For cov() function, in addition to computing the sample covariance matrix, you can also use it to compute the covariance among two vectors $$y$$ and $$z$$. $cov(y, z) = \frac{1}{n-1}\sum_{i=1}^n(y_{i}-\bar y)(z_i-\bar z).$

Let’s try to compute the covariance between the first and second column of $$x$$.

cov(x[,1], x[,2])
#>  0.1483479
cov(x)[1, 2]
#>  0.1483479

You can see that this is exactly the same as $$\hat\Sigma_{12}$$.

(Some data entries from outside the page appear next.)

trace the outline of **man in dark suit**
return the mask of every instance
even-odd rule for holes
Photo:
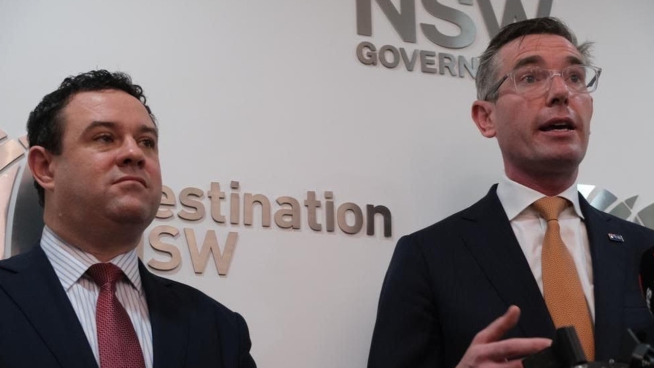
[[[240,315],[136,256],[162,188],[141,87],[107,71],[69,77],[27,131],[45,227],[0,261],[0,367],[256,367]]]
[[[570,324],[589,360],[619,360],[632,347],[627,327],[654,331],[637,267],[654,231],[576,190],[601,73],[589,58],[555,18],[508,25],[490,41],[472,118],[497,139],[505,175],[477,203],[400,240],[369,368],[517,368]],[[545,203],[561,204],[558,217]],[[566,276],[553,282],[562,263]]]

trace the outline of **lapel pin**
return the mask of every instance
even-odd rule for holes
[[[625,243],[625,238],[622,237],[620,234],[611,234],[609,233],[609,239],[611,241],[619,241],[620,243]]]

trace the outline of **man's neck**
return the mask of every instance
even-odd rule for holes
[[[519,183],[552,197],[562,193],[574,184],[577,180],[577,171],[567,173],[542,173],[526,175],[523,173],[505,170],[506,176],[515,182]]]
[[[136,248],[143,234],[143,231],[128,233],[108,229],[85,229],[82,232],[77,229],[71,229],[61,226],[56,222],[48,221],[47,216],[44,220],[45,224],[61,240],[92,254],[101,262],[108,262]]]

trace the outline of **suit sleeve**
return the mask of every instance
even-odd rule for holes
[[[443,337],[429,269],[415,235],[398,242],[386,273],[368,368],[443,368]]]
[[[247,323],[241,314],[236,314],[236,322],[238,324],[239,329],[239,368],[256,368],[256,363],[254,363],[254,358],[250,354],[250,348],[252,347],[252,342],[250,341],[250,332],[247,327]]]

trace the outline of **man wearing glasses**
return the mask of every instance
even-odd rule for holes
[[[472,118],[505,175],[472,207],[398,243],[369,368],[522,366],[574,326],[589,361],[654,337],[638,263],[654,231],[577,192],[601,69],[552,18],[508,25],[480,58]]]

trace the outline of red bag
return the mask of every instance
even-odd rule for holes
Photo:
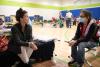
[[[6,36],[0,36],[0,52],[4,52],[8,48],[8,39]]]

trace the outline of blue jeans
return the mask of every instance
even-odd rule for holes
[[[71,57],[78,63],[84,63],[85,48],[93,48],[96,42],[80,42],[79,44],[71,47]]]

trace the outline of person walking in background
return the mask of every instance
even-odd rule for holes
[[[67,28],[71,28],[71,19],[72,19],[72,13],[68,11],[66,13],[66,26]]]

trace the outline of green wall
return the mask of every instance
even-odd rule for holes
[[[0,0],[0,5],[7,6],[18,6],[18,7],[30,7],[30,8],[44,8],[44,9],[55,9],[55,10],[72,10],[72,9],[80,9],[80,8],[88,8],[88,7],[97,7],[100,6],[100,3],[89,4],[89,5],[80,5],[80,6],[48,6],[36,3],[22,3],[10,0]]]

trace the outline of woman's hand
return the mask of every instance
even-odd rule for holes
[[[32,48],[33,50],[37,50],[37,46],[34,44],[34,42],[29,42],[29,47]]]
[[[71,40],[68,43],[69,43],[69,46],[73,46],[73,45],[75,45],[76,42],[77,42],[77,40]]]

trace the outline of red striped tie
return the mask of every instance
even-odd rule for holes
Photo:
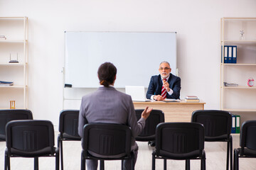
[[[166,81],[166,79],[164,79],[164,80]],[[164,87],[164,84],[163,84],[161,96],[162,96],[164,99],[166,98],[166,93],[167,93],[166,89]]]

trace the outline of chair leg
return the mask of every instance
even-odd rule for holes
[[[100,160],[100,170],[104,170],[104,160]]]
[[[238,149],[234,149],[234,170],[239,169],[239,152]]]
[[[233,155],[232,155],[232,152],[233,152],[233,137],[231,135],[230,135],[230,170],[233,170]]]
[[[4,170],[10,170],[10,157],[8,157],[7,151],[5,152]]]
[[[60,166],[61,170],[63,170],[63,140],[58,138],[58,147],[60,148]]]
[[[202,154],[202,159],[201,159],[201,170],[206,170],[206,152],[205,152],[205,151],[203,150],[203,154]]]
[[[34,157],[34,170],[38,170],[38,157]]]
[[[230,149],[230,141],[227,142],[227,164],[226,164],[226,169],[228,170],[228,163],[229,163],[229,149]],[[232,169],[230,169],[232,170]]]
[[[152,153],[152,170],[156,169],[156,158],[155,158],[155,153]]]
[[[60,169],[60,152],[58,149],[58,152],[56,152],[55,153],[55,170]]]
[[[85,159],[84,157],[83,151],[81,154],[81,170],[85,170]]]
[[[185,169],[186,170],[190,170],[190,160],[186,159],[186,164],[185,164]]]
[[[167,169],[167,159],[164,159],[164,170]]]

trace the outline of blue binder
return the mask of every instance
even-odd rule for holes
[[[232,46],[228,46],[228,62],[233,63],[233,57],[232,57]]]
[[[224,63],[228,63],[228,48],[227,45],[224,45]]]
[[[233,58],[233,62],[232,63],[237,63],[237,49],[238,47],[236,45],[233,45],[232,47],[232,58]]]
[[[236,125],[236,117],[235,115],[232,115],[231,133],[235,133],[235,125]]]

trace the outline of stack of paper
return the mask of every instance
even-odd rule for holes
[[[186,96],[185,97],[186,102],[199,102],[199,98],[196,96]]]
[[[14,82],[0,81],[0,86],[10,86],[13,85]]]

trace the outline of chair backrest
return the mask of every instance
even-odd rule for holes
[[[54,154],[53,125],[48,120],[12,120],[6,125],[9,155],[37,157]]]
[[[230,139],[232,126],[230,113],[217,110],[198,110],[193,112],[191,122],[205,128],[206,141]]]
[[[139,120],[142,117],[142,113],[144,109],[135,109],[136,116]],[[142,132],[137,137],[138,141],[151,141],[154,140],[156,135],[156,128],[158,124],[164,122],[164,114],[162,110],[152,110],[149,118],[146,120],[145,128]]]
[[[26,109],[0,110],[0,141],[6,140],[6,125],[14,120],[31,120],[32,113]]]
[[[79,110],[63,110],[59,119],[59,132],[62,138],[80,140],[78,135]]]
[[[197,123],[162,123],[156,132],[156,155],[174,159],[201,156],[204,149],[204,128]]]
[[[85,156],[117,158],[129,156],[132,132],[129,127],[108,123],[89,123],[83,128],[82,148]]]
[[[247,120],[242,123],[240,144],[242,152],[244,147],[256,151],[256,120]]]

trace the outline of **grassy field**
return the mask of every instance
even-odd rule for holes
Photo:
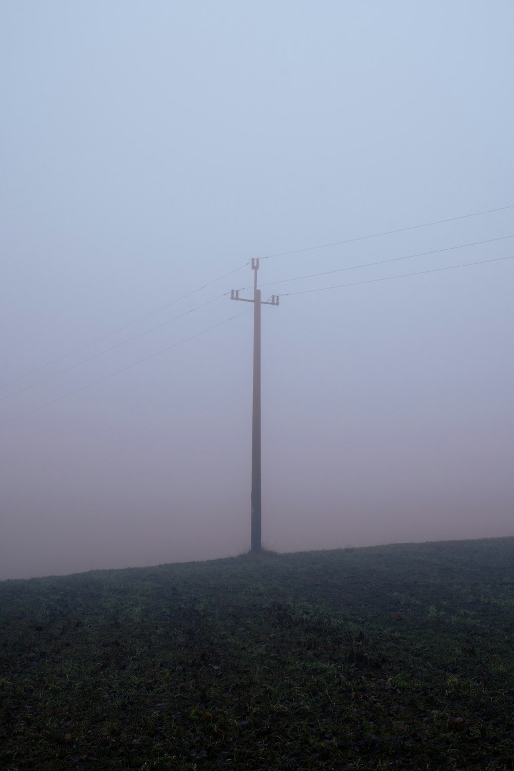
[[[514,538],[0,583],[0,768],[514,768]]]

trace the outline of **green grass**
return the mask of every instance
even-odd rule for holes
[[[513,768],[514,538],[0,583],[6,771]]]

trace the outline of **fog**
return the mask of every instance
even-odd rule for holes
[[[1,579],[248,549],[252,258],[264,543],[512,534],[513,24],[2,4]]]

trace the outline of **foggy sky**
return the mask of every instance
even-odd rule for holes
[[[264,542],[512,534],[514,260],[286,295],[514,254],[463,246],[514,209],[264,258],[514,204],[513,23],[508,0],[2,4],[0,579],[248,548],[230,291],[255,257],[281,295]]]

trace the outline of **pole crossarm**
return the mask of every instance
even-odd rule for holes
[[[254,392],[252,405],[252,493],[251,493],[251,550],[254,554],[262,550],[261,547],[261,485],[260,485],[260,306],[278,305],[278,295],[272,295],[270,300],[260,299],[257,289],[257,274],[259,260],[251,261],[254,275],[254,298],[239,296],[239,289],[232,289],[231,300],[254,303]]]
[[[250,300],[246,297],[239,296],[239,289],[230,289],[230,299],[231,300],[240,300],[241,302],[255,302],[255,300]],[[279,305],[280,297],[278,295],[272,295],[270,300],[261,300],[261,305]]]

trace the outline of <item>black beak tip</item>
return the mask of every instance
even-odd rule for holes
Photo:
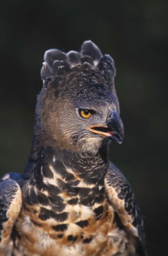
[[[109,137],[109,139],[118,144],[121,144],[124,139],[124,135],[120,135],[117,134],[115,136],[111,136],[111,137]]]

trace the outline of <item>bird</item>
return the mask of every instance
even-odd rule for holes
[[[0,255],[147,256],[135,196],[109,161],[124,135],[115,75],[91,40],[45,52],[25,168],[0,180]]]

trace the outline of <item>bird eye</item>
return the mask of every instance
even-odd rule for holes
[[[93,111],[89,110],[79,110],[80,116],[84,119],[91,117],[93,114]]]

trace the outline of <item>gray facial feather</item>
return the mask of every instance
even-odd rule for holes
[[[41,71],[44,86],[35,112],[40,143],[41,140],[43,145],[72,151],[98,148],[103,139],[88,127],[104,123],[109,110],[119,112],[114,60],[86,41],[80,53],[51,49],[45,53],[44,60]],[[93,110],[96,114],[83,120],[78,108]]]

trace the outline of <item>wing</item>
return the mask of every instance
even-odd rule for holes
[[[136,255],[147,256],[143,220],[135,196],[126,178],[112,163],[106,174],[105,186],[116,212],[118,226],[131,236]]]
[[[20,212],[22,197],[18,184],[8,179],[0,180],[0,255],[4,255],[8,247],[12,230]],[[5,180],[7,178],[7,180]]]

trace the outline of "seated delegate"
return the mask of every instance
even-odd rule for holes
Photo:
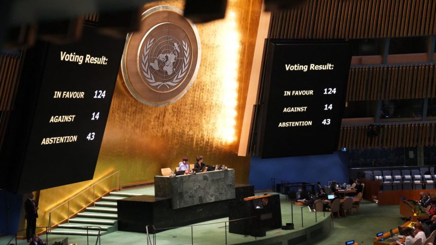
[[[182,161],[178,163],[179,171],[189,171],[189,162],[187,158],[184,157]]]

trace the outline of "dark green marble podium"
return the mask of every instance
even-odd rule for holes
[[[233,199],[235,170],[155,176],[155,196],[171,198],[173,209]]]

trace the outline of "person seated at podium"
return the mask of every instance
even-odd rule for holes
[[[337,185],[338,185],[338,182],[336,180],[332,181],[332,184],[330,185],[330,189],[332,190],[332,193],[335,193],[338,190],[336,189]]]
[[[208,167],[204,162],[203,162],[203,156],[198,156],[197,157],[197,161],[194,165],[194,169],[198,169],[202,170],[204,168]]]
[[[424,227],[422,227],[422,225],[420,223],[416,223],[415,225],[413,226],[415,228],[415,238],[417,240],[419,238],[421,238],[422,240],[422,244],[424,244],[424,242],[425,241],[425,240],[427,238],[425,237],[425,233],[424,233]]]
[[[30,242],[29,245],[45,245],[46,242],[36,234],[33,234],[32,235],[32,241]]]
[[[436,216],[433,215],[430,219],[431,223],[428,225],[430,227],[430,233],[436,230]]]
[[[415,237],[415,233],[413,232],[413,229],[410,227],[405,227],[404,229],[402,229],[400,232],[400,234],[407,236],[406,237],[406,240],[404,242],[399,242],[396,241],[397,244],[413,245],[415,241],[416,240],[416,238]]]
[[[432,200],[430,202],[430,209],[425,211],[425,213],[428,215],[429,217],[431,218],[436,213],[436,200]]]
[[[189,162],[186,157],[184,157],[181,161],[178,163],[179,171],[189,171]]]
[[[424,208],[427,208],[431,202],[431,198],[428,193],[425,193],[423,191],[419,193],[419,205]]]
[[[362,186],[362,184],[360,184],[360,181],[359,180],[356,179],[354,183],[356,183],[356,185],[354,186],[354,188],[356,190],[356,194],[357,194],[359,192],[361,192],[363,190],[364,187]]]

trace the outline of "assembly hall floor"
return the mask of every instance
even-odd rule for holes
[[[154,195],[153,188],[148,187],[136,189],[130,191],[134,191],[141,194]],[[262,194],[262,193],[260,193]],[[282,212],[282,223],[290,223],[291,204],[286,200],[285,196],[281,195],[280,202]],[[156,236],[156,243],[158,244],[226,244],[227,238],[227,244],[243,244],[254,241],[261,242],[262,244],[263,239],[267,239],[286,234],[288,232],[295,232],[302,229],[302,211],[303,212],[303,223],[304,228],[310,227],[316,224],[315,213],[309,212],[307,207],[302,209],[300,206],[293,206],[294,223],[295,230],[293,231],[276,229],[267,232],[267,235],[263,237],[253,237],[249,236],[244,236],[228,233],[228,223],[227,225],[225,221],[228,221],[228,218],[223,218],[202,222],[191,227],[185,227],[173,229],[158,233]],[[331,220],[330,213],[325,213],[325,217],[322,212],[317,212],[317,221],[320,222],[325,219]],[[360,205],[359,212],[353,212],[353,215],[347,215],[346,217],[338,218],[335,216],[333,220],[333,227],[332,232],[322,240],[315,244],[343,244],[345,242],[350,240],[354,240],[359,244],[363,242],[364,244],[371,244],[374,240],[374,237],[377,233],[381,231],[386,232],[391,228],[396,227],[405,223],[399,214],[399,209],[397,205],[379,206],[375,203],[364,201]],[[226,232],[227,231],[227,232]],[[191,232],[193,237],[191,236]],[[49,235],[45,234],[41,237],[46,240],[48,240],[47,244],[51,245],[55,241],[62,240],[67,236],[65,235]],[[96,244],[96,236],[68,235],[69,243],[76,243],[78,245]],[[153,241],[153,237],[150,236]],[[8,242],[12,238],[11,236],[0,237],[0,244],[8,244]],[[48,238],[48,239],[47,239]],[[112,244],[147,244],[147,236],[144,233],[128,232],[124,231],[115,231],[101,236],[100,244],[104,245]],[[11,241],[15,244],[15,239]],[[265,244],[270,243],[265,241]],[[24,239],[17,240],[17,245],[28,244],[29,243]],[[99,244],[99,243],[97,243]],[[153,243],[151,243],[153,244]],[[308,244],[308,243],[301,243]]]

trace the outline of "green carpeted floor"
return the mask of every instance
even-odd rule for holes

### 9.4.3 Sample Correlation Matrix

Another useful measure is the sample correlation matrix. It is defined as $\widehat{corr}(x) = [\widehat{corr}(x)_{jk}],$ where $\widehat{corr}(x)_{jk} = \frac{\hat\Sigma_{jk}} {\sqrt{\hat\Sigma_{jj}\hat\Sigma_{kk}}}.$

You can use cor() on the matrix x to get its sample correlation matrix.

cor(x)
#>           [,1]      [,2]
#> [1,] 1.0000000 0.4015417
#> [2,] 0.4015417 1.0000000
sigma_hat[1,2] / sqrt(sigma_hat[1, 1] * sigma_hat[2, 2]) #verify the [1,2] element
#>  0.4015417

Similar to the cov() function, you can also us the cor() function to compute the sample correlation between two vectors.

cor(x[,1], x[,2])
#>  0.4015417
cor(x)[1, 2]
#>  0.4015417

You can see that the sample correlation matrix include all the pairwise sample correlations between any of the two columns.